Coffeeshops nicht aussichtslos

Bezirk Friedrichshain-Kreuzberg plant weiter Modellprojekt für legalen Cannabisverkauf

  • Tim Zülch
  • Lesedauer: 3 Min.
Der Bezirk Friedsrichshain-Kreuzberg will Coffeeshops am Görlitzer Park eröffnen. Ziel ist, den Markt zu legalisieren. Doch die Hürden sind hoch.

Noch herrscht viel Unsicherheit, was die Einrichtung einer legalen Abgabestelle für Cannabisprodukte in der Nähe des Görlitzer Parks in Berlin-Kreuzberg betrifft. Ende letzten Jahres beschloss der Bezirk Friedrichshain-Kreuzberg die Einrichtung einer solchen Abgabestelle, die üblicherweise Coffeeshop genannt wird.

Der Verkauf von Cannabisprodukten ist grundsätzlich verboten, beispielsweise in den Niederlanden wird er geduldet. Am Mittwochabend nun waren zwei Experten für eine Anhörung in den Saal der Bezirksverordnetenversammlung geladen. Mit ihnen wollte man erörtern, welche rechtlichen Möglichkeiten bestehen, trotz Verbot Coffeeshops im Rahmen eines Modellprojekts einzurichten. Dass die Aufgabe groß werden wird, wurde in der Anhörung schnell klar. 1997 hat beispielsweise Schleswig-Holstein ein Modellprojekt beantragt, bei dem die Abgabe von Cannabis an Erwachsene in Apotheken erforscht werden sollte. Das zuständige Bundesamt für Arzneimittel und Medizinprodukte (BfArM), damals unter Gesundheitsminister Horst Seehofer (CSU), lehnte jedoch ab.

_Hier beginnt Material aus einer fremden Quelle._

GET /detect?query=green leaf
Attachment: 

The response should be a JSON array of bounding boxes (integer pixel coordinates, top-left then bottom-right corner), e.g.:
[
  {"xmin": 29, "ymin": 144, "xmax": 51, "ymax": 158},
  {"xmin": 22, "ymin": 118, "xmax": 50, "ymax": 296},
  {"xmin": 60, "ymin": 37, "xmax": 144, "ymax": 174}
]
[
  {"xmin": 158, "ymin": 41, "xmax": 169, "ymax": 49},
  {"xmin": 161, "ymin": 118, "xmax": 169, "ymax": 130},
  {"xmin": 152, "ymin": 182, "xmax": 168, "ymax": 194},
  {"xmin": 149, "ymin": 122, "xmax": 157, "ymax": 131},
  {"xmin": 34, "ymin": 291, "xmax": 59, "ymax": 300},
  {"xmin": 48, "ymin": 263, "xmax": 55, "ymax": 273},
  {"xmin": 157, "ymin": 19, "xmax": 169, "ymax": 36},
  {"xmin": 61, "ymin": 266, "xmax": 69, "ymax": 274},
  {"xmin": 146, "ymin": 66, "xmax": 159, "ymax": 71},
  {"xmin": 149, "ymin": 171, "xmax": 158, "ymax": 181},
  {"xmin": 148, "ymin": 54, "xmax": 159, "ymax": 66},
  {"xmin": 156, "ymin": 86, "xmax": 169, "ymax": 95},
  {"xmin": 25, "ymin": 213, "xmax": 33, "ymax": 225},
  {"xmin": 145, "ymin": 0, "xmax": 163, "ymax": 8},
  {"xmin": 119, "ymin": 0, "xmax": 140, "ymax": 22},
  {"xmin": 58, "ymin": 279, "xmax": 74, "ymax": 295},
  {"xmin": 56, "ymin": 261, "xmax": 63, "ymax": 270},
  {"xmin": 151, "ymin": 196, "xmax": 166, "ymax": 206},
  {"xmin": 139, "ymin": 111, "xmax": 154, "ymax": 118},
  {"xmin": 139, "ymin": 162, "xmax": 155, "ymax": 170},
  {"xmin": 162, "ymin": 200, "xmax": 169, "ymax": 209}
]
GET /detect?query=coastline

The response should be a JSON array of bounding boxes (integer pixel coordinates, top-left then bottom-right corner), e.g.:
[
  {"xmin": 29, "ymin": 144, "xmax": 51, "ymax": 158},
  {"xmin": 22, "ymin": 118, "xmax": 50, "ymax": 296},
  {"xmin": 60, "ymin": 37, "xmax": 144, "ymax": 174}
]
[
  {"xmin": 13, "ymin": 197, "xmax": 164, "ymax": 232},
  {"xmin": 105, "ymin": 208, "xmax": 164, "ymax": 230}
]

Dass es dennoch Möglichkeiten gibt, es zu schaffen, waren sich die beiden Wissenschaftler Ulrich Gassner und Cornelius Nestler bei der Anhörung sicher. Zumindest jedoch zwei Kriterien müsste ein wissenschaftliches Modellprojekt zur kontrollierten Abgabe von Cannabis erfüllen, so Gassner, Medizinrechtler von der Universität Augsburg. Erstens: »Sicherheit und Kontrolle« müssen gewährleistet sein. Und zweitens: Der Missbrauch der abgegebenen Substanzen muss möglichst weitgehend verhindert werden. »Einige wenige Coffeeshops in Kreuzberg könnte man besser kontrollieren«, sagte Cornelius Nestler. Allerdings kämen notwendigerweise auch auf die Käufer Pflichten zu. So müssten diese wenigstens über Missbrauchsrisiken belehrt werden. Auch eine Registrierung sei denkbar. Außerdem, so Nestler, sei es nötig, Polizei und Staatsanwaltschaft mit ins Boot zu holen. Wenn die Polizei jeden Käufer nach Verlassen des Coffeeshops kontrolliere, sei das Projekt schnell gescheitert. Das hingegen sah Medizinrechtler Gassner etwas anders. Er argumentierte: »Das im Rahmen dieses Modellprojekts erworbene Cannabis hat einen legalen Aggregatzustand. Das müssten auch Polizisten in Bayern akzeptieren.« Es könnte beispielsweise mit einem Zertifikat verkauft werden, dass bei einer Kontrolle vorgezeigt werden kann. Eine diesbezüglich mögliche Fragestellung sei, so Nestler, wie sich der illegale Verkauf von Drogen verändere, wenn auch legal abgegeben werde - und ob sich die Szene davon beeindrucken lasse.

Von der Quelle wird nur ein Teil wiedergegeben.